Nell’s Diner is essentially Phasmo’s first commercial map, and it leans into that theme hard. It’s a single-floor layout with 13 rooms (11 possible ghost rooms), no basement or attic nonsense — just tight corridors and sightlines that feed paranoia. The hook is interactivity: you can ring the cash-register bell, lob eggs at your teammates, and laugh while the ghost redecorates with pressurized cream. It’s playful, sure, but it does what Phasmo does best: lures you into a false sense of goofiness before the lights snap off and the hunt begins. After a few runs, I get why Kinetic thinks this could be “the next Tanglewood.” It’s quick to learn, brutal to master, and perfect for short sessions.
Phasmophobia’s big maps are awesome on paper — massive halls, creeping searches, that “we might never find the room” dread. But for solo or duo players, High School and Prison can feel like a slog. Knight said the quiet part out loud: “We’re considering making them smaller as well… That’s why we added the restricted version of Sunny Meadows.” Art director Corey Dixon added the necessary counterbalance: some players live for the sprawling hunts, so the team is chasing “a balance to be had.” The likely compromise? Restricted versions of big maps, slicing them into digestible chunks without scrapping their identity. Knight even called it: “Restricted versions are the best way to get smaller map players into the bigger maps.”

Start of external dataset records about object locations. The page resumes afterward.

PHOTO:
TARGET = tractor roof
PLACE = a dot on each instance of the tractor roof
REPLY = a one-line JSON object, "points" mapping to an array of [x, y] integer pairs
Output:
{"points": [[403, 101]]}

Phasmo’s been in early access since 2020 and is eyeing a 1.0 roadmap in 2026. That’s a long runway, which can breed fatigue if updates don’t meaningfully affect how we play. Prior map reworks have proven that size and readability matter more than novelty for day-to-day players. Nell’s Diner fits the current multiplayer climate: shorter sessions, faster feedback, more emergent moments per minute. It also helps streamers — the heartbeat of Phasmo’s resurgence — by front-loading action and letting chat-friendly chaos breathe. If Kinetic can apply that philosophy to restricted big-map variants, they could revive underplayed content without abandoning the fans who love getting lost in 80 rooms of stress.

Expect more small-to-medium maps and surgical reworks rather than giant new sandboxes. Tanglewood is getting a refresh, and if Sunny Meadows Restricted is the template, High School and Prison should follow with smartly cordoned-off versions. For solos, that’s huge: you’ll actually be able to learn and grind those spaces without burning an entire evening. For teams, the full-sized maps likely aren’t going away — they’ll just be options instead of obligations for progression. The only red flag: over-indexing on short maps could flatten the experience if every location becomes a Tanglewood reskin with different props. The diner’s interactivity works because it complements the fear, not because you can goof around — Kinetic needs to keep threading that needle.
Kinetic says the idea bank is full — and yes, they’re open to collaborations if the stars (and licenses) align. Knight was cautious but optimistic: “It’s hard to say right now if we’ll do that… I think it’d be really cool, and the players would be really happy.” Crossovers could be fun, but they’re not the solution to Phasmo’s biggest challenge: sustaining tension through 2026 without bloating the game. The focus on smaller, tighter, more interactive maps is the right call for the core loop. If restricted big-map variants land well, Phasmo could finally make its grandest spaces viable for everyone — not just four veterans with perfect comms and endless patience.

Nell’s Diner is a smart, Tanglewood-sized map that doubles down on quick, scary, and interactive hunts. Kinetic plans to rework High School and Prison and consider “Restricted” versions to make them playable for solo hunters. With 1.0 targeted for 2026, this is the kind of meaningful iteration that actually changes how we play week to week — as long as small doesn’t start to mean samey.